The light rail (let’s call them what they are…trams) is a fiasco. Cost blowouts, construction schedule blowouts, accidents and disrepair and faults – from Circular Quay to Kensington especially. Quicker to take a train from Penrith to Central they say. From Central to Dulwich Hill? Simple. Usurp the old Country Goods Line that served the city and the State from 1916-1988 and move all that action to Enfield/Chullora.
New rolling rail stock is a cause for concern and a source for much industrial action by our transport workers. Ferries? Heads down!! If you are going to Parramatta. Always the cheap option with the NSW Liberals.

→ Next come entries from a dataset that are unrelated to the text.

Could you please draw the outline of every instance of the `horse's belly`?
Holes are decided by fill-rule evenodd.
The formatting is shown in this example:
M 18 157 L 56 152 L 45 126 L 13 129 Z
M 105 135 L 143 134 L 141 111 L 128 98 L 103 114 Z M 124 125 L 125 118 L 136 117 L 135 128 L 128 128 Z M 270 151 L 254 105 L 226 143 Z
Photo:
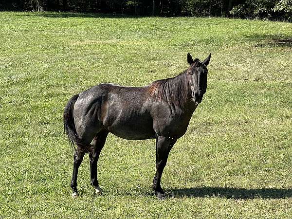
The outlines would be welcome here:
M 105 128 L 109 132 L 125 139 L 142 140 L 155 138 L 152 118 L 145 115 L 129 116 L 122 118 L 118 116 Z
M 109 127 L 108 129 L 114 135 L 125 139 L 138 140 L 155 138 L 153 128 L 143 127 L 143 126 L 139 128 L 136 126 L 115 126 Z

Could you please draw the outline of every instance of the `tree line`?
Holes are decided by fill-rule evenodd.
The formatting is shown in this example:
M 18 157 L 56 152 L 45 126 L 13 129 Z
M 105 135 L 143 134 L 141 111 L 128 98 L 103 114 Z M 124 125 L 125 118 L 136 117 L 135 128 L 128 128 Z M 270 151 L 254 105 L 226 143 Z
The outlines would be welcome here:
M 0 9 L 292 20 L 292 0 L 0 0 Z

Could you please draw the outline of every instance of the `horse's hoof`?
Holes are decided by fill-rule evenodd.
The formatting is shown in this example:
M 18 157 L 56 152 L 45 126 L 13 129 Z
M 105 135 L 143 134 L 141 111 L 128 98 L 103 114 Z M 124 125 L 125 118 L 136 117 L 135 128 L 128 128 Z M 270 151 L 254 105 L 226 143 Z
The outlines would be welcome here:
M 95 194 L 97 195 L 101 195 L 102 194 L 102 190 L 99 186 L 93 186 L 95 189 Z
M 164 200 L 165 199 L 165 194 L 164 192 L 157 192 L 156 197 L 159 200 Z
M 73 199 L 76 199 L 76 198 L 78 198 L 78 196 L 79 196 L 79 192 L 78 192 L 77 191 L 76 191 L 75 192 L 73 192 L 72 193 L 72 195 L 71 196 L 71 197 Z

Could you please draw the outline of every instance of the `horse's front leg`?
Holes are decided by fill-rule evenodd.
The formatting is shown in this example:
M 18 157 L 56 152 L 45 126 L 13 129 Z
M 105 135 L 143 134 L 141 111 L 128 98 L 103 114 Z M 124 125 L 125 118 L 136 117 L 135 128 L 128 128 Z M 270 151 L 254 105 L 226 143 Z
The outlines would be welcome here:
M 169 152 L 176 141 L 176 139 L 167 137 L 156 137 L 156 173 L 153 179 L 152 187 L 158 199 L 163 200 L 165 197 L 160 185 L 161 176 L 166 164 Z
M 89 153 L 91 183 L 95 189 L 96 193 L 98 195 L 101 194 L 102 189 L 97 181 L 97 162 L 100 152 L 106 143 L 108 134 L 107 131 L 103 130 L 96 135 L 93 141 L 94 148 Z
M 82 161 L 85 152 L 77 147 L 75 154 L 74 154 L 74 163 L 73 163 L 73 174 L 71 180 L 71 188 L 72 188 L 72 198 L 77 198 L 79 196 L 79 193 L 77 190 L 77 175 L 78 175 L 78 169 L 79 168 Z

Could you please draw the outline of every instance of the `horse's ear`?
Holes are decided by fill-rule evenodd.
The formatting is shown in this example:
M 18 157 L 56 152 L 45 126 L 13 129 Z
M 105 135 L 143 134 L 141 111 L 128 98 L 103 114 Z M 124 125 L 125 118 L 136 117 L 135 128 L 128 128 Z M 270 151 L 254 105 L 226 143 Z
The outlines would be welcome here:
M 207 66 L 208 65 L 208 64 L 209 64 L 209 62 L 210 62 L 210 58 L 211 58 L 211 53 L 210 54 L 209 56 L 207 58 L 206 58 L 206 59 L 204 61 L 203 61 L 203 63 L 204 63 L 205 64 L 205 65 L 206 65 L 206 66 Z
M 188 53 L 186 56 L 186 60 L 187 60 L 187 62 L 190 65 L 191 65 L 193 62 L 194 62 L 194 60 L 193 60 L 193 57 L 190 54 L 190 53 Z

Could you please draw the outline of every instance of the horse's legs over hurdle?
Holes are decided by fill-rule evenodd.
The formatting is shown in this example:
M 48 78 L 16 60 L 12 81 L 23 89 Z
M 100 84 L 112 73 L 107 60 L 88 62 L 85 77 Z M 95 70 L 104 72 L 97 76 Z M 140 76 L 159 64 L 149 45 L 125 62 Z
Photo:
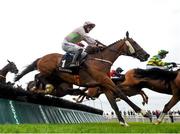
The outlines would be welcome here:
M 41 73 L 35 75 L 35 88 L 39 88 L 42 84 L 42 89 L 45 89 L 44 93 L 51 93 L 54 89 L 54 86 L 46 80 L 44 75 Z
M 163 119 L 164 116 L 167 114 L 167 112 L 174 106 L 176 105 L 176 103 L 179 101 L 180 97 L 179 96 L 175 96 L 173 95 L 172 98 L 170 99 L 170 101 L 164 106 L 164 109 L 162 111 L 162 113 L 160 114 L 159 118 L 154 122 L 154 124 L 160 124 Z
M 125 120 L 123 119 L 121 113 L 119 112 L 119 108 L 118 108 L 118 106 L 117 106 L 117 104 L 116 104 L 116 101 L 115 101 L 115 99 L 114 99 L 113 93 L 112 93 L 110 90 L 107 90 L 107 91 L 105 91 L 105 95 L 106 95 L 106 97 L 107 97 L 107 99 L 108 99 L 111 107 L 112 107 L 113 110 L 115 111 L 115 113 L 116 113 L 116 115 L 117 115 L 117 117 L 118 117 L 119 123 L 120 123 L 121 125 L 123 125 L 123 126 L 129 126 L 129 125 L 125 122 Z

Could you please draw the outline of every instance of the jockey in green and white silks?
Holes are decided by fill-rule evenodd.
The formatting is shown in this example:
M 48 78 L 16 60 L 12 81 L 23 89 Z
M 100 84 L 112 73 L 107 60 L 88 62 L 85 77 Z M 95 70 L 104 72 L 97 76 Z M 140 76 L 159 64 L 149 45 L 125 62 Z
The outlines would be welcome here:
M 84 45 L 81 41 L 85 41 L 88 45 L 95 45 L 96 40 L 89 37 L 89 33 L 95 27 L 94 23 L 85 22 L 83 26 L 76 28 L 70 34 L 68 34 L 62 43 L 62 49 L 66 52 L 74 54 L 73 61 L 70 64 L 70 67 L 77 67 L 76 64 L 81 53 L 85 55 Z
M 166 50 L 160 50 L 158 51 L 158 54 L 153 56 L 147 63 L 146 68 L 147 69 L 151 69 L 151 68 L 160 68 L 160 69 L 164 69 L 164 70 L 169 70 L 168 66 L 173 64 L 168 63 L 168 62 L 163 62 L 162 59 L 164 59 L 166 57 L 166 54 L 168 54 L 169 52 Z

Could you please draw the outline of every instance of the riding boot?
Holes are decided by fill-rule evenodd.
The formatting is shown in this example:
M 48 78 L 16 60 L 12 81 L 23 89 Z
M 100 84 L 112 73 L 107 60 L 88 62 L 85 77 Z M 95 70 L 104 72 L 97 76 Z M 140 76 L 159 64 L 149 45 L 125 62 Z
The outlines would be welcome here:
M 79 50 L 75 53 L 75 55 L 74 55 L 74 57 L 73 57 L 73 60 L 72 60 L 71 64 L 69 65 L 69 68 L 76 68 L 76 67 L 79 66 L 79 59 L 80 59 L 80 57 L 81 57 L 82 51 L 83 51 L 83 49 L 79 49 Z

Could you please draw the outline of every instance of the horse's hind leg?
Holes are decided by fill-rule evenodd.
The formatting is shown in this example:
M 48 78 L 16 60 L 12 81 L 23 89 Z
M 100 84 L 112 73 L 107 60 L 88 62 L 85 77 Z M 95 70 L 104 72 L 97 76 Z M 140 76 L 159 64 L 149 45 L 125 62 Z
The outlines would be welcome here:
M 164 116 L 167 114 L 167 112 L 174 106 L 176 105 L 176 103 L 179 101 L 179 97 L 178 96 L 173 96 L 171 98 L 171 100 L 164 106 L 164 109 L 162 111 L 162 113 L 160 114 L 159 118 L 157 119 L 156 122 L 154 122 L 154 124 L 160 124 L 163 119 Z

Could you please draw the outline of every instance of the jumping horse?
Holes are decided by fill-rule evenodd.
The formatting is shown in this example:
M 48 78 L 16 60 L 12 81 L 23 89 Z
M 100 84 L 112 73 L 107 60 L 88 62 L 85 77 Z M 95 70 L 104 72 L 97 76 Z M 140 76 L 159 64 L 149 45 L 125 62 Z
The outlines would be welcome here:
M 141 89 L 141 90 L 132 90 L 131 87 L 128 87 L 128 86 L 121 86 L 121 83 L 125 80 L 125 75 L 122 75 L 124 76 L 124 78 L 122 79 L 113 79 L 112 78 L 112 81 L 116 84 L 116 86 L 118 86 L 119 88 L 122 89 L 122 92 L 126 95 L 126 96 L 134 96 L 134 95 L 141 95 L 142 99 L 143 99 L 143 102 L 142 104 L 145 105 L 148 103 L 148 96 L 145 94 L 145 92 Z M 95 100 L 96 98 L 98 98 L 103 92 L 101 90 L 100 87 L 91 87 L 91 88 L 85 88 L 82 90 L 84 92 L 84 95 L 81 94 L 79 95 L 77 98 L 73 98 L 74 101 L 76 101 L 76 103 L 82 103 L 83 100 L 86 98 L 86 99 L 92 99 L 92 100 Z M 116 101 L 119 101 L 120 98 L 117 96 L 115 97 L 116 98 Z
M 167 112 L 180 100 L 180 71 L 166 71 L 161 69 L 131 69 L 125 74 L 122 87 L 131 87 L 131 90 L 140 91 L 148 88 L 152 91 L 172 95 L 170 101 L 165 104 L 164 109 L 155 121 L 160 124 Z
M 18 69 L 17 69 L 16 65 L 14 64 L 14 62 L 11 62 L 9 60 L 7 60 L 7 61 L 8 61 L 8 64 L 0 70 L 0 82 L 1 83 L 6 83 L 6 75 L 8 72 L 11 72 L 14 74 L 18 73 Z
M 127 123 L 119 112 L 114 95 L 118 95 L 121 99 L 126 101 L 135 112 L 142 113 L 143 115 L 146 115 L 146 112 L 131 102 L 107 75 L 112 64 L 120 55 L 135 57 L 140 61 L 146 61 L 149 58 L 149 54 L 132 38 L 129 38 L 129 33 L 127 32 L 124 39 L 107 46 L 100 52 L 87 55 L 86 60 L 80 66 L 78 75 L 59 71 L 58 65 L 63 55 L 52 53 L 35 60 L 31 65 L 17 75 L 17 77 L 15 77 L 15 81 L 33 70 L 39 70 L 43 78 L 54 73 L 59 77 L 60 81 L 63 81 L 63 83 L 65 81 L 65 83 L 83 87 L 99 86 L 105 93 L 111 107 L 115 111 L 120 124 L 126 126 Z

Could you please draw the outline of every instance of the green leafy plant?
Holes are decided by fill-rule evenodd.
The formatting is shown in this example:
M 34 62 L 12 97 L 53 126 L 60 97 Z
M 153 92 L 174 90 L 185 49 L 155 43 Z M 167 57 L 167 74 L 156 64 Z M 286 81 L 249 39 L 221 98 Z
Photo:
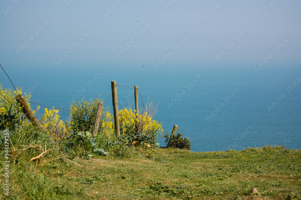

Education. underinvestment is the order of the day. I sincerely believe that all conservatives don’t want our school students educated. I really do. Just basic English, Maths, some science for commercial purposes only, economics for commercia purpose only. No history. No music. No languages. No social studies. Jut do a trade or go to uni and do an MBA, that much and justifiably maligned post graduate degree from the 1990s. Last year 10,000 teachers resigned from the NSW Education system.
Health. If only you really knew. Hospitals and mental health wards are just war zones. Nurses are treated like soldiers during the first World War.
NSW Liberals Good??!! Depends what you are smoking or injecting but to me they are typical and no damn good at all.
Taken at face value M.G. all the above reflects a reality of our premier state. If so, what will be impact upon Nation as we begin addressing infrastructure repositioning, length and breadth of East Coast? Climate now an immediate priority.
Too Sydneycentric Metal – there’s a whole world outside in the NSW regions untarnished by the last 11 years of the NSW state government given we have been ignored for all that time…
Great picture Mick Tsikas. Says it all about irrelevance, incompetence and depression. Long may it reign in the coalition.
Some bright spark on Twitter noted the similarity between this photo and Frans Hals’ 1664 painting, The Regents of the Old Men’s Alms House – said to be portraying erstwhile powerful men who no longer have anything to do but stand around ridiculously. Touche!
That was tweeted by “Rockin’ Robin Tweet Tweet”, who is a pretty smart bloke.